At Week 6, participants will be randomly assigned to one of three groups. In the daily dosing group, participants will take FTC/TDF once a day. In the time-dosing group, participants will take FTC/TDF twice per week and another dose after sexual intercourse (a post-exposure dose). In the event-dosing group, participants will take FTC/TDF before and after sexual intercourse. During this part of the study, participants will be given FTC/TDF to take on their own. Every week, from Week 6 to Week 29, study officials will call to ask questions about how many pills participants have taken and when they have had sexual intercourse. Participants will also complete computer-assisted self-interviews (CASIs).

Study visits will occur at enrollment, once a week for the first 5 weeks, and then once a month until Week 34. Assessment will include recording of medical history, completing an interview about sexual practices and background, and collection of blood, urine, and hair samples. Select study visits will include vaginal practices assessment (including use of lubricants and vaginal cleansing practices), family planning assessments (for women), and sex hormones assessments (for men).

Participants who acquire HIV infection during the study will discontinue study product. These participants will continue to be followed after enrollment at Weeks 4, 6, 10, 14, 18, 22, 26, 30, and every 12 weeks thereafter, as appropriate, until the last study participant completes follow-up at the study site. Participants whose first reactive HIV rapid test is at Week 34 who are later confirmed to be HIV infected will also be followed every 12 weeks after their Week 30 visit until the last study participant completes follow-up at the study site. Participants who acquire HIV infection during the study will undergo select protocol procedures and will receive counseling and referrals for HIV treatment.

Conditions

HIV Infections

Study Design

• Allocation Method: RANDOMIZED
• Intervention Model: PARALLEL
• Primary Study Purpose: PREVENTION
• Blinding Strategy: NONE

Study Groups

Daily dosing

Participants will receive oral FTC/TDF daily.
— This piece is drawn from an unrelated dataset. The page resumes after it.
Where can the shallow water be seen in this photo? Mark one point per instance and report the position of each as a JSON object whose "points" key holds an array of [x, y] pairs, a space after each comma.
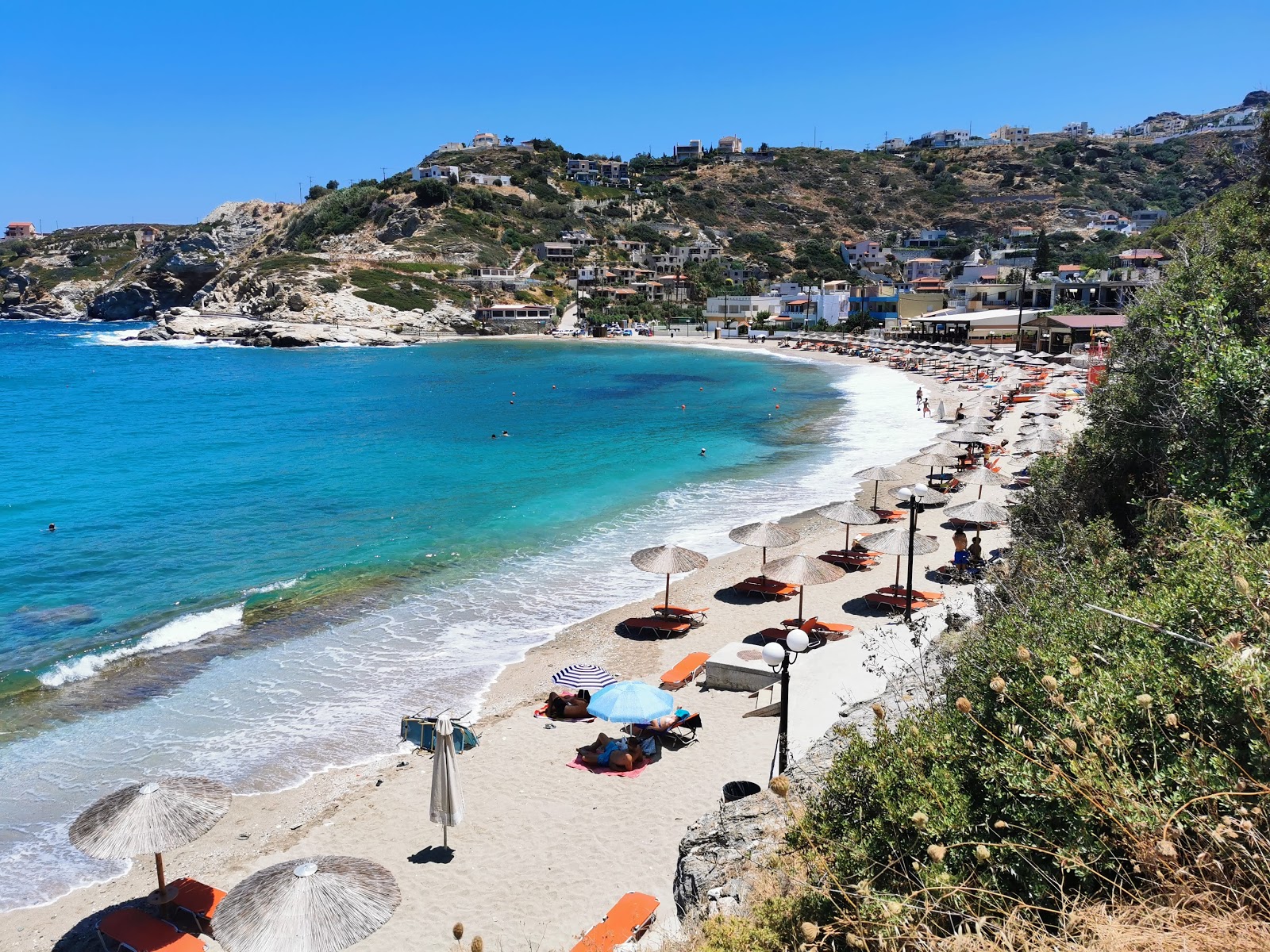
{"points": [[264, 558]]}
Group Type: ACTIVE_COMPARATOR

Daily dosing

Intervention Type: DRUG

A fixed-dose combination of emtricitabine and tenofovir disoproxil fumarate.

Time-driven dosing

Participants will receive oral FTC/TDF twice weekly with a post-exposure dose.

Group Type: EXPERIMENTAL

Time-driven dosing

Intervention Type: DRUG

TDF/FTC twice weekly with a post-exposure dose

Event-driven dosing

Participants will receive oral FTC/TDF before and after a potential exposure to HIV infection.

Group Type: EXPERIMENTAL

Event-driven dosing

Intervention Type: DRUG

TDF/FTC as needed with a post exposure dose

Interventions

Daily dosing

A fixed-dose combination of emtricitabine and tenofovir disoproxil fumarate.

Intervention Type: DRUG

Time-driven dosing

TDF/FTC twice weekly with a post-exposure dose

Intervention Type: DRUG

Event-driven dosing

TDF/FTC as needed with a post exposure dose

Intervention Type: DRUG

Other Intervention Names

Daily; TDF/FTC; A fixed-dose combination of emtricitabine and tenofovir disoproxil fumarate.; A fixed-dose combination of emtricitabine and tenofovir disoproxil fumarate.

Eligibility Criteria

Inclusion Criteria

• Literacy in one of the study languages (Thai, Xhosa, and/or English)
• Able to provide written informed consent
• Able to provide weekly telephonic updates
• Within 70 days of enrollment:

1. Serum creatinine less than or equal to the upper limit of normal (ULN) and calculated creatinine clearance of at least 70 mL/min by the Cockcroft-Gault formula. More information on this criterion can be found in the protocol.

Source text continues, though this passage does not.